Ahh those pictures demonstrate your point perfectly. I forgot about one being aspheric and the other utilizing a reflector, although the same affect can still happen apart from 2 different focusing mechanisms (or whatever the technical term is).
I don’t really see why its necessary considering Peak Beam gives the official beam divergence on their website :shrugs:
I tried it myself. I got 0.133° for the central hotspot with maximum intensity. Their 1° value might be for the dimmer corona around the hotspot.
This is based on the following things:
Diameter of light source: 0.125mm (this is the diameter of the part of the arc with the highest luminance on the tip of the kathode)
Maximum focal length of reflector: 94mm
I calculated the spot size in different distances (using the thin lens equation) and then the divergance based on the size in two different distances and the distance between these two points (using the equation for beam divergance). Also note that while Peakbeam notes a spot size of 2in (5.2cm) in a distance of 30m, I only get 4cm at that distance with my calculation.
I won’t be surprised if it beats some of the best throwers in eyeball tests even if the ANSI figure isn’t as high. It has fewer lumens, so it must be keeping more photons in the hotspot. If it practically has no spill, it’ll be an awfully fun light to play with. The $299 price is better than I expected too.
I would wait before making conclusions. As you mention the robustness ist definitely something to keep in mind. The tint will be a bit different. We also don’t know how nice the light will be when defoccused. The spot might also be less even. Add to this the increased expense.
The blue /cyan point in the video of the WL20 beam (the W10 has a nice white spot) looks weird. Maybe the phosphor is not where it should be and the blue laser light is mixed with white light. I could imagine that this issue is one of the problems if using these new technology.

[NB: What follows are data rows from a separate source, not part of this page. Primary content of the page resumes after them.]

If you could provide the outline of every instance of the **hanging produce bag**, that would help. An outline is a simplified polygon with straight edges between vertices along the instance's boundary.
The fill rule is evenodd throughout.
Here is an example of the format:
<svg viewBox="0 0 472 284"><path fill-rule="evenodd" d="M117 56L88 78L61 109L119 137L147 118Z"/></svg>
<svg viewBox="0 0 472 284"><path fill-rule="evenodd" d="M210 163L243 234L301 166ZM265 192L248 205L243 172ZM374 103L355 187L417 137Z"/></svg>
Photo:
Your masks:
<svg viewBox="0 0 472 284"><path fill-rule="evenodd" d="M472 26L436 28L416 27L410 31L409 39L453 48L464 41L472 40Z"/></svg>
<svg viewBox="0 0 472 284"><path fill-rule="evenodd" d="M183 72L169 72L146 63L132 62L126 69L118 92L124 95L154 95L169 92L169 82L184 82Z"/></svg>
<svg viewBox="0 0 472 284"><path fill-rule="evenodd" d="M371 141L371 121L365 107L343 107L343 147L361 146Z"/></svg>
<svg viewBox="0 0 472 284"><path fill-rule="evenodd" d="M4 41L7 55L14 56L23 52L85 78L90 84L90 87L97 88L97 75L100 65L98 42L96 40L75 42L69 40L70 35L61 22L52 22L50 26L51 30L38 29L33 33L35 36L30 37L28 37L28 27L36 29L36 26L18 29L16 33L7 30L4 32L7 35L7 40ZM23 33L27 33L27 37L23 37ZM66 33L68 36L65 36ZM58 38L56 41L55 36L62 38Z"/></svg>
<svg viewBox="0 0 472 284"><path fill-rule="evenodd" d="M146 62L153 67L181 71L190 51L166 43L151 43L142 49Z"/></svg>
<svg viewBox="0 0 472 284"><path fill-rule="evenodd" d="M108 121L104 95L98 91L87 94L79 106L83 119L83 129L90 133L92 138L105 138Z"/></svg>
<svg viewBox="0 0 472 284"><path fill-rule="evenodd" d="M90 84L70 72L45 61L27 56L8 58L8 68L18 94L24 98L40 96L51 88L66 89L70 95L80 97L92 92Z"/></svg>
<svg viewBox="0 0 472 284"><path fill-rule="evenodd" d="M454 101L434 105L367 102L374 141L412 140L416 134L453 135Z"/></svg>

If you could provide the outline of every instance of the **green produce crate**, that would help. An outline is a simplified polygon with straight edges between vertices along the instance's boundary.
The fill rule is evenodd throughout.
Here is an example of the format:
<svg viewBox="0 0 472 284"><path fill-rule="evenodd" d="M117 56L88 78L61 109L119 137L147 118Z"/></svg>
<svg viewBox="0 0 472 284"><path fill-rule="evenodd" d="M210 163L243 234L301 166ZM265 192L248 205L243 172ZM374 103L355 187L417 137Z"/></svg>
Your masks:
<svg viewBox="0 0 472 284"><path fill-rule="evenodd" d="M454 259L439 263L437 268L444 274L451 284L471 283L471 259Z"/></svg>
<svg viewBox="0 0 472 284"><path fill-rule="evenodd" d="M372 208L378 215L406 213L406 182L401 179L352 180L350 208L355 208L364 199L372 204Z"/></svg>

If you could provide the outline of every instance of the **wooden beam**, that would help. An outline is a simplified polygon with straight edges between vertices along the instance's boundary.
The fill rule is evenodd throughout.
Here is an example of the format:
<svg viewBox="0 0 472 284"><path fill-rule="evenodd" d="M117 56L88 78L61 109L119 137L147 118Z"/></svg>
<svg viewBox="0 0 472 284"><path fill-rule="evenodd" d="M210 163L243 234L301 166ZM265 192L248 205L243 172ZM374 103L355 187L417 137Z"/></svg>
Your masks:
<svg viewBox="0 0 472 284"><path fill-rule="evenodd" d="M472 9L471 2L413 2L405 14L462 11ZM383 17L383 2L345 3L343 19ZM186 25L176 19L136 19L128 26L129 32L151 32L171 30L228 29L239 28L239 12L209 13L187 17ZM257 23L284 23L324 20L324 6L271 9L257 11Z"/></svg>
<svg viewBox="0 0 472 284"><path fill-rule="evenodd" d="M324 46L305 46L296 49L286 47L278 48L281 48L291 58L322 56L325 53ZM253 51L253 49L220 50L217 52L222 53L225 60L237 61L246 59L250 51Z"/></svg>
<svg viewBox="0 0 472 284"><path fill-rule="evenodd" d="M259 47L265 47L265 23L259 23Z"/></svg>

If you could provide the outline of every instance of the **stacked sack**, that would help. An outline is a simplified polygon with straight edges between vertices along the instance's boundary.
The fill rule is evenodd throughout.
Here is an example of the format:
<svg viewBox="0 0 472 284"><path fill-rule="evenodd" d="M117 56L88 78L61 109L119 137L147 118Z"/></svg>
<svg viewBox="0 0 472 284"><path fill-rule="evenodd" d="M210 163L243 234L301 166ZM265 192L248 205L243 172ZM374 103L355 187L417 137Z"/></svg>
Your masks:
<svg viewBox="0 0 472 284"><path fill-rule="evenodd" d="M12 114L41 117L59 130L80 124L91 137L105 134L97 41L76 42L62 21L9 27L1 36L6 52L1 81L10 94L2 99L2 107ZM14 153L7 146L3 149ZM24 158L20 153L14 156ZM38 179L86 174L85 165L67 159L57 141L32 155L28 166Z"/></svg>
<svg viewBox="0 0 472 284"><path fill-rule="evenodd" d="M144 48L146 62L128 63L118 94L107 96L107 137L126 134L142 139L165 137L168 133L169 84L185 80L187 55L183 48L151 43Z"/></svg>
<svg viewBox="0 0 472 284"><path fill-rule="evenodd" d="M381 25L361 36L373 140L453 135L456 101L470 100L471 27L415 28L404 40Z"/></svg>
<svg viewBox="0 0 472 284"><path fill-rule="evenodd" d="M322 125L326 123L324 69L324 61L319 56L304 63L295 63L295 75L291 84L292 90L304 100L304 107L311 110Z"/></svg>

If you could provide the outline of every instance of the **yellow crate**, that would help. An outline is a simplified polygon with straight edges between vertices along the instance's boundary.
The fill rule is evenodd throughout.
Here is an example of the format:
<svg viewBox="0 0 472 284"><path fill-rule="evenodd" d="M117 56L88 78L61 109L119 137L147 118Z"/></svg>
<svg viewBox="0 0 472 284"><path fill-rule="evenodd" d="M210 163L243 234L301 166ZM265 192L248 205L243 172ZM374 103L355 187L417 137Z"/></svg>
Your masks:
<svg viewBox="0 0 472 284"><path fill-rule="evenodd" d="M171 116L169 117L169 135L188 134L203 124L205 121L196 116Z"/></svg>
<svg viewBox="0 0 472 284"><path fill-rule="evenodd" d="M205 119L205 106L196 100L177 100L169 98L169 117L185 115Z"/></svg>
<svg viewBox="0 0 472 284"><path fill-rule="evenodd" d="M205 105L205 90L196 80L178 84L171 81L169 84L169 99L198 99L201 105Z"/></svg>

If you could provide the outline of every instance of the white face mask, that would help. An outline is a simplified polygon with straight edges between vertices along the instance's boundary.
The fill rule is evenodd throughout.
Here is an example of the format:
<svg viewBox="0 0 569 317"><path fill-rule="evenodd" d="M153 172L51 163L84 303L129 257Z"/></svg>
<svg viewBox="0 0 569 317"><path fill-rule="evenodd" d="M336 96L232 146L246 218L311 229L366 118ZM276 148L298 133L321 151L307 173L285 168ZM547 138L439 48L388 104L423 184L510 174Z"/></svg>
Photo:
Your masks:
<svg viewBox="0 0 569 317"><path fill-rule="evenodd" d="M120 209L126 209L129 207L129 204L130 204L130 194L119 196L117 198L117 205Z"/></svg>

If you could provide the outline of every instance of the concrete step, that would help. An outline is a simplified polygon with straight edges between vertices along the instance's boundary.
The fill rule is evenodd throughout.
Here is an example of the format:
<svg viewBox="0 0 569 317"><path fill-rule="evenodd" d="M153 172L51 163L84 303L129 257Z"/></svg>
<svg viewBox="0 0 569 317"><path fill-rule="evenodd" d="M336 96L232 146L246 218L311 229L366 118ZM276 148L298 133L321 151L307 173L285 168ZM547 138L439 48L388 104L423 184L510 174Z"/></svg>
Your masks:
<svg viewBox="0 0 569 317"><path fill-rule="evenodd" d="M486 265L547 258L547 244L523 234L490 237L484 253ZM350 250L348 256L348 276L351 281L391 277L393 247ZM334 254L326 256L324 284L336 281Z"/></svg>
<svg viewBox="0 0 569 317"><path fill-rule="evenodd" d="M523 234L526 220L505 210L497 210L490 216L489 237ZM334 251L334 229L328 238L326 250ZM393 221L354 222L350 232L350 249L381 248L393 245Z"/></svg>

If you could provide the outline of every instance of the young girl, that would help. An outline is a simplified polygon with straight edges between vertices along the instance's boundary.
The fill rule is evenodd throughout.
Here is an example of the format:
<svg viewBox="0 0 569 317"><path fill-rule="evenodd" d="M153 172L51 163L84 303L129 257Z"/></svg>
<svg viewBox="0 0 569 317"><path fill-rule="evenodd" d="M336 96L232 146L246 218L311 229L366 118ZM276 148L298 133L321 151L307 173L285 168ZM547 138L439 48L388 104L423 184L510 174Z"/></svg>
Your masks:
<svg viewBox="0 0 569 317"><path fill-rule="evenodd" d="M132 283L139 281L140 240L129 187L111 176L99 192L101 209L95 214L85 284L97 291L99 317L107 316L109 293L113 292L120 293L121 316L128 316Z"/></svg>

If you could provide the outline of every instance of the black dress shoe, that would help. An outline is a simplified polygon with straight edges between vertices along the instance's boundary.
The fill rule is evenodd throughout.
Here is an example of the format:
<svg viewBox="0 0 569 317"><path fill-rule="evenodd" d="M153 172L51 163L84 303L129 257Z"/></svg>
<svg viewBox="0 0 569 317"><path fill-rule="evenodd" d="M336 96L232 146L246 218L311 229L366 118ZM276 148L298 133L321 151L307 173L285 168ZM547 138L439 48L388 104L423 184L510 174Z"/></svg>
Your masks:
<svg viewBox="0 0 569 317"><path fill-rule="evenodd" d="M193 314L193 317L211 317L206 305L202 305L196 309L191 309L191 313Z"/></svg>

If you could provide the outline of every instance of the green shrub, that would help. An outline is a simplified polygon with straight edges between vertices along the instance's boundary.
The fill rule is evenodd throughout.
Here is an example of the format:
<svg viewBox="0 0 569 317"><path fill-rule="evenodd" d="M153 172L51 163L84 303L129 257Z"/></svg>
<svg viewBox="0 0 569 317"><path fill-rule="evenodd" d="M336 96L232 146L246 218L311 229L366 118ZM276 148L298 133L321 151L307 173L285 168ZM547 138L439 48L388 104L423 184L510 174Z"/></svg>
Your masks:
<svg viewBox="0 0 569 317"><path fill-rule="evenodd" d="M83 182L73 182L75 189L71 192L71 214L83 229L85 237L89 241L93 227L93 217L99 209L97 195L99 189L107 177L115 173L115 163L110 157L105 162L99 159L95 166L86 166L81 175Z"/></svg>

I'm sure that LED manufacturers (even those with experience in laser technology) present laser diodes with excited phosphor in one package in the next months / years. Maybe they look the same like the LED we know and maybe they could also easily be reflowed? I remember that Osram presented such a concept some time ago...
The blue in the middle just seems like chromatic aberration.
I’m not sure why there would be a blocked hole in the center, it is an aspheric light not a reflector light.
They may be using a phosphor with the laser diode placed behind it, which would require a piece of light-absorbing material directly in the center of the lens to prevent laser light form leaking.
If the center of the lens is blocked then that would create the “hole” that you can see in the video, and regular chromatic aberration would make it look blue.
At farther distances this hole and the blue tint would disappear.
The light is fixed focus single mode. Chromatic aberration is pretty significant. Could see no hole though. Tint differences were visible up to 20-30m. As it was indoors I could not check further distances.
No.
Corona happens to reflector flashlights that have a gradual decrease in intensity around the spot.
Aspheric lights have only a spot, no spill or corona.